The Overachievers concludes with a personal account of Robbins’ own ambition—“I was my own harshest critic. A relentless workaholic”—and a list of policy recommendations to ease K–12 stress. Some of these have seen enactment, from later start times to a slight deemphasis on testing (compared with 2006). Importantly, Robbins says that there’s “more attention to mental health today than when The Overachievers was published.”
Unfortunately, this “attention” comes amid continuing disaster. Having read the aforementioned surgeon general advisory, how could we not pay attention to student mental health?

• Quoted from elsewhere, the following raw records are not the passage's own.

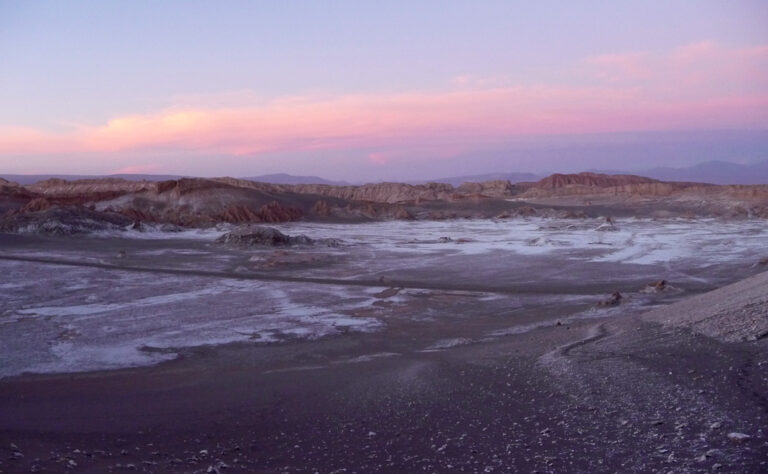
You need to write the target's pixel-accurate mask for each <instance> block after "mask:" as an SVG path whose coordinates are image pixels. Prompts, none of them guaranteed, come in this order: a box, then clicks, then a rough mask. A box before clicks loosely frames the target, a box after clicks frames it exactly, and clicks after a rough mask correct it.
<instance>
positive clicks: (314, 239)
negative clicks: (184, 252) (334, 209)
mask: <svg viewBox="0 0 768 474" xmlns="http://www.w3.org/2000/svg"><path fill="white" fill-rule="evenodd" d="M216 242H217V243H220V244H226V245H231V246H235V247H288V246H292V245H327V246H328V247H338V246H340V245H341V240H339V239H312V238H310V237H307V236H306V235H296V236H290V235H287V234H284V233H282V232H280V231H279V230H277V229H275V228H273V227H263V226H254V225H245V226H241V227H238V228H237V229H235V230H233V231H231V232H227V233H226V234H224V235H222V236H221V237H219V238H218V239H216Z"/></svg>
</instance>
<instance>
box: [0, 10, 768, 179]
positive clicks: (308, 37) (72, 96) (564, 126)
mask: <svg viewBox="0 0 768 474" xmlns="http://www.w3.org/2000/svg"><path fill="white" fill-rule="evenodd" d="M766 159H768V2H765V1H762V0H757V1H743V0H742V1H739V0H732V1H709V0H693V1H683V0H675V1H669V0H663V1H656V0H644V1H636V2H635V1H622V2H608V1H589V0H583V1H579V2H565V1H547V0H543V1H536V2H522V1H520V2H517V1H512V0H507V1H492V0H487V1H450V0H442V1H428V0H421V1H413V0H411V1H396V0H390V1H387V2H374V1H362V0H357V1H332V0H327V1H296V2H284V1H271V2H267V1H263V2H262V1H248V2H239V1H227V2H218V1H205V2H203V1H163V2H152V1H130V2H123V1H120V2H118V1H103V0H102V1H77V0H74V1H71V2H57V1H37V2H25V1H4V0H0V172H3V173H29V174H39V173H69V174H110V173H149V174H184V175H197V176H223V175H229V176H254V175H260V174H267V173H290V174H298V175H319V176H322V177H326V178H330V179H344V180H349V181H365V180H369V181H374V180H384V179H386V180H414V179H428V178H439V177H446V176H456V175H467V174H480V173H487V172H517V171H520V172H523V171H528V172H537V173H542V172H551V171H563V172H572V171H581V170H584V169H615V170H634V169H643V168H649V167H653V166H688V165H692V164H695V163H698V162H703V161H710V160H722V161H732V162H739V163H752V162H757V161H761V160H766Z"/></svg>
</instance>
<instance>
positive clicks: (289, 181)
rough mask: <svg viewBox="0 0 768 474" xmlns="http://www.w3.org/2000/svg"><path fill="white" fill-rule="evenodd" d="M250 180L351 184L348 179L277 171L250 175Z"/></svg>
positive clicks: (333, 184)
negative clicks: (307, 175) (304, 174)
mask: <svg viewBox="0 0 768 474" xmlns="http://www.w3.org/2000/svg"><path fill="white" fill-rule="evenodd" d="M242 179H247V180H248V181H258V182H260V183H272V184H330V185H335V186H349V185H350V183H348V182H346V181H331V180H329V179H324V178H320V177H318V176H294V175H291V174H285V173H277V174H263V175H260V176H249V177H247V178H242Z"/></svg>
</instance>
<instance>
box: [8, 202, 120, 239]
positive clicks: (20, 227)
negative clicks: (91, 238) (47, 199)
mask: <svg viewBox="0 0 768 474" xmlns="http://www.w3.org/2000/svg"><path fill="white" fill-rule="evenodd" d="M132 222H133V221H132V220H131V219H130V218H128V217H126V216H124V215H122V214H116V213H108V212H99V211H94V210H92V209H88V208H86V207H83V206H66V207H64V206H53V207H48V208H46V209H44V210H40V211H36V212H25V213H17V214H14V215H11V216H8V217H6V218H5V219H3V220H1V221H0V232H18V233H33V234H46V235H56V236H66V235H73V234H84V233H93V232H101V231H109V230H114V231H121V230H125V228H126V227H127V226H129V225H131V223H132Z"/></svg>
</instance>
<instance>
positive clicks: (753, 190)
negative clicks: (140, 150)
mask: <svg viewBox="0 0 768 474" xmlns="http://www.w3.org/2000/svg"><path fill="white" fill-rule="evenodd" d="M60 208H65V209H67V211H66V212H64V211H58V210H57V209H60ZM617 209H621V210H622V212H623V215H647V216H667V215H700V216H726V217H768V185H752V186H718V185H708V184H700V183H679V182H664V181H658V180H655V179H651V178H645V177H642V176H633V175H606V174H596V173H579V174H555V175H552V176H549V177H546V178H544V179H542V180H540V181H538V182H535V183H518V184H511V183H510V182H509V181H504V180H496V181H488V182H482V183H464V184H462V185H461V186H458V187H454V186H452V185H450V184H445V183H427V184H418V185H413V184H405V183H376V184H366V185H361V186H347V185H344V186H335V185H328V184H272V183H261V182H256V181H249V180H242V179H235V178H213V179H204V178H181V179H172V180H165V181H146V180H142V181H131V180H126V179H118V178H103V179H82V180H73V181H67V180H62V179H48V180H45V181H41V182H38V183H35V184H32V185H27V186H20V185H18V184H16V183H12V182H9V181H6V180H0V214H2V215H3V217H2V220H1V221H0V228H2V229H6V230H13V229H20V228H23V229H35V228H38V227H39V228H41V229H44V228H46V227H45V226H44V225H43V224H44V223H45V221H46V220H50V219H52V218H53V217H52V216H55V217H56V219H58V220H59V221H61V222H62V226H63V227H62V226H59V228H67V229H81V228H82V229H89V228H98V226H95V225H94V224H93V221H99V220H103V221H105V222H108V223H110V225H112V224H113V223H114V222H117V221H119V219H117V218H116V217H115V216H123V217H124V218H126V219H130V220H132V221H141V222H150V223H158V224H174V225H180V226H208V225H214V224H216V223H219V222H231V223H251V222H285V221H294V220H335V221H348V220H381V219H414V218H415V219H446V218H448V219H450V218H460V217H473V218H491V217H515V216H526V217H527V216H552V215H556V216H566V217H567V216H589V215H593V214H594V215H596V216H597V215H606V214H608V215H610V214H612V213H613V212H614V211H615V210H617ZM86 211H87V212H86ZM102 218H103V219H102ZM116 219H117V220H116ZM84 220H87V222H85V221H84ZM36 226H37V227H36Z"/></svg>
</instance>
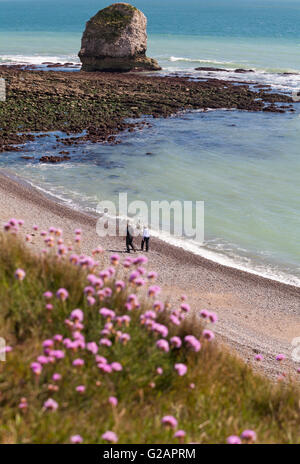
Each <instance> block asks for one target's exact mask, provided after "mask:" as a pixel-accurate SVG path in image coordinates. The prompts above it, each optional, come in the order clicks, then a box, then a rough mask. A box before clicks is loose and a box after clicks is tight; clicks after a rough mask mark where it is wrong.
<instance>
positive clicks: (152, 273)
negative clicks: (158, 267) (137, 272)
mask: <svg viewBox="0 0 300 464" xmlns="http://www.w3.org/2000/svg"><path fill="white" fill-rule="evenodd" d="M147 277H148V279H149V280H155V279H156V278H157V272H154V271H151V272H149V274H148V276H147Z"/></svg>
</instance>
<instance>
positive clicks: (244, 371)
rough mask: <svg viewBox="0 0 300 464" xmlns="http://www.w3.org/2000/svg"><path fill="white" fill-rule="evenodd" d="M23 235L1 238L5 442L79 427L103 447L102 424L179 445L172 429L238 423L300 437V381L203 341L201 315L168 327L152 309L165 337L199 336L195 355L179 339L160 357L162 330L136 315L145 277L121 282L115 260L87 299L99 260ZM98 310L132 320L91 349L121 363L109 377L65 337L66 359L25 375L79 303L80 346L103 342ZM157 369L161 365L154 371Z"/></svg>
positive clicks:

Two decades on, The Overachievers is a useful control in gauging technology’s impact on this crisis, showing, for example, that social media did not invent today’s culture of comparison but rather played on quintessential teenage persuasions. Students in the midaughts, wrote Robbins, “were stuck in a cycle in which they lived their lives according to other people’s perceptions, expectations, or labels, even though those labels were often wrong.”
So long as America’s largest corporations continue to profit from this “cycle,” progress will stall. But maybe it’s less sinister than that. “At its core,” says current senior Charlie Martin, “Whitman is a rigorous school. It’s hard to change.”
Update, April 14, 2025: This article has been updated to remove some personal details of a source.